EBCOM, a proud subsidiary of MCI (Hamrah-e Aval), is seeking a Senior Observability & Reliability Engineer to enhance the reliability and observability of our services. In this critical role, you'll design and implement advanced monitoring solutions, improve system visibility, and ensure the seamless performance of our distributed systems. Your expertise in reliability engineering will be key in minimizing incidents and contributing to the continuous improvement of our operational resilience.
Job Description
Observability Engineering:
- Design and enhance observability architecture (Metrics, Logs, Traces).
- Implement centralized monitoring and telemetry collection strategies.
- Build advanced dashboards and visualization layers for service health.
- Define effective alerting models with proper thresholds and noise reduction.
- Improve system visibility across distributed services and APIs.
Reliability Engineering:
- Apply reliability principles to reduce incidents and service degradation.
- Define and track SLOs, SLAs, SLIs, and error budgets.
- Conduct reliability and availability analysis across services.
- Identify systemic weaknesses and recurring failure patterns.
- Contribute to resilience improvements and operational hardening.
Incident Intelligence & Analysis:
- Lead advanced alert triage and event correlation.
- Support incident response with deep telemetry insights.
- Participate in root cause analysis (RCA) and post-incident reviews.
- Develop monitoring improvements based on incident learnings.
Performance & Capacity Insight:
- Analyze performance trends and anomaly detection.
- Support capacity planning using monitoring data.
- Deliver service reliability and performance reports.
Required Technical Skills:
- Strong hands-on experience with monitoring & visualization tools: Prometheus, Zabbix, Grafana, Splunk, Kibana.
- Experience with log aggregation and analysis platforms: ELK Stack or Splunk.
- Solid understanding of Observability concepts (Metrics, Logs, Tracing, Telemetry).
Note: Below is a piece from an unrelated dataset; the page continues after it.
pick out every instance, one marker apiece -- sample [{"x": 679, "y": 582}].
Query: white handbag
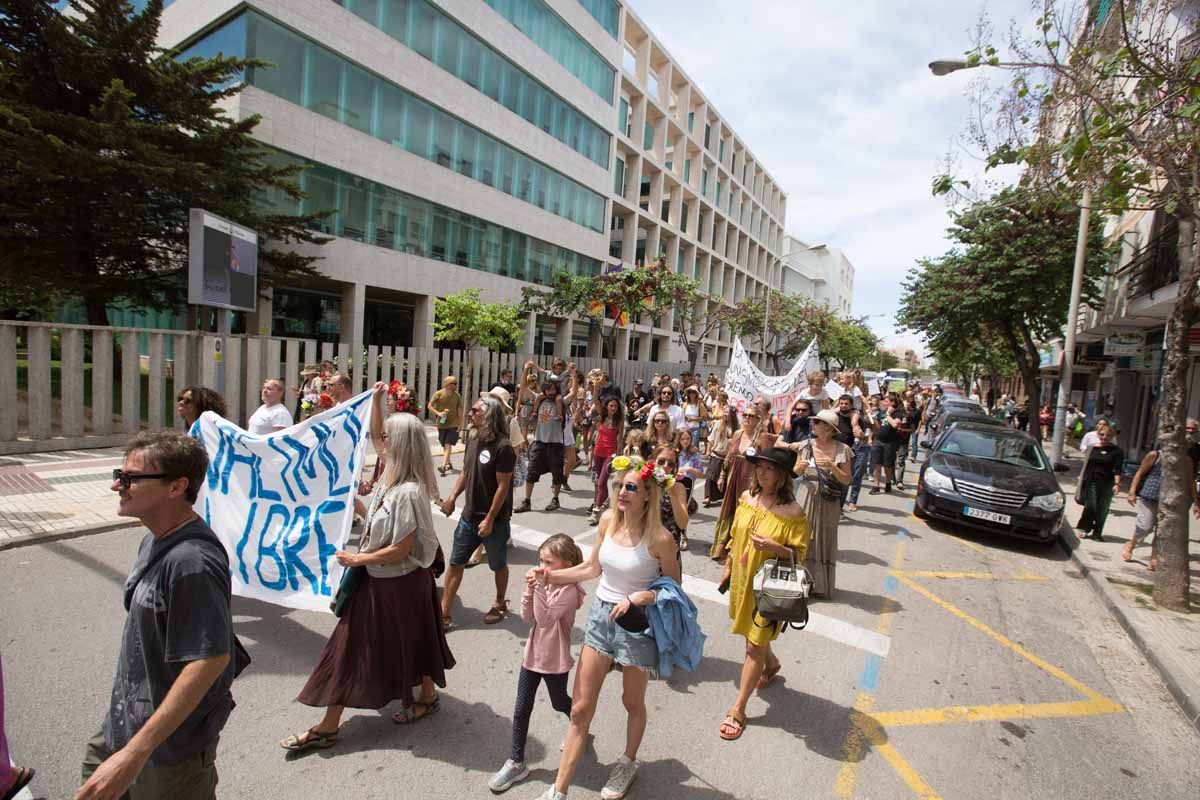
[{"x": 781, "y": 593}]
- Familiarity with distributed systems monitoring.
- Linux system knowledge and performance troubleshooting.
- Understanding of network and infrastructure monitoring fundamentals.
- Experience with API/service monitoring.
- Experience with event management and ticketing systems.
Reliability & Engineering Knowledge:
- Deep understanding of MTTR, MTBF, availability, and resilience engineering.
- Experience defining and measuring SLO/SLI frameworks.
- Knowledge of alert optimization and signal-to-noise improvement.
- Strong analytical skills for failure pattern recognition.
- Experience contributing to operational readiness and service reliability.
Nice to Have:
- Experience with APM tools.
- Knowledge of automation or scripting (Python, Bash).
- Exposure to cloud-native monitoring.
- Familiarity with ITIL processes.
Soft Skills:
- Strong analytical and systems-thinking mindset.
- Calm and effective under incident pressure.
- Cross-team collaboration skills.
- Clear reporting and documentation.
Work Conditions:
- Participation in incident scenarios and reliability reviews.
- Close collaboration with Service Operations teams.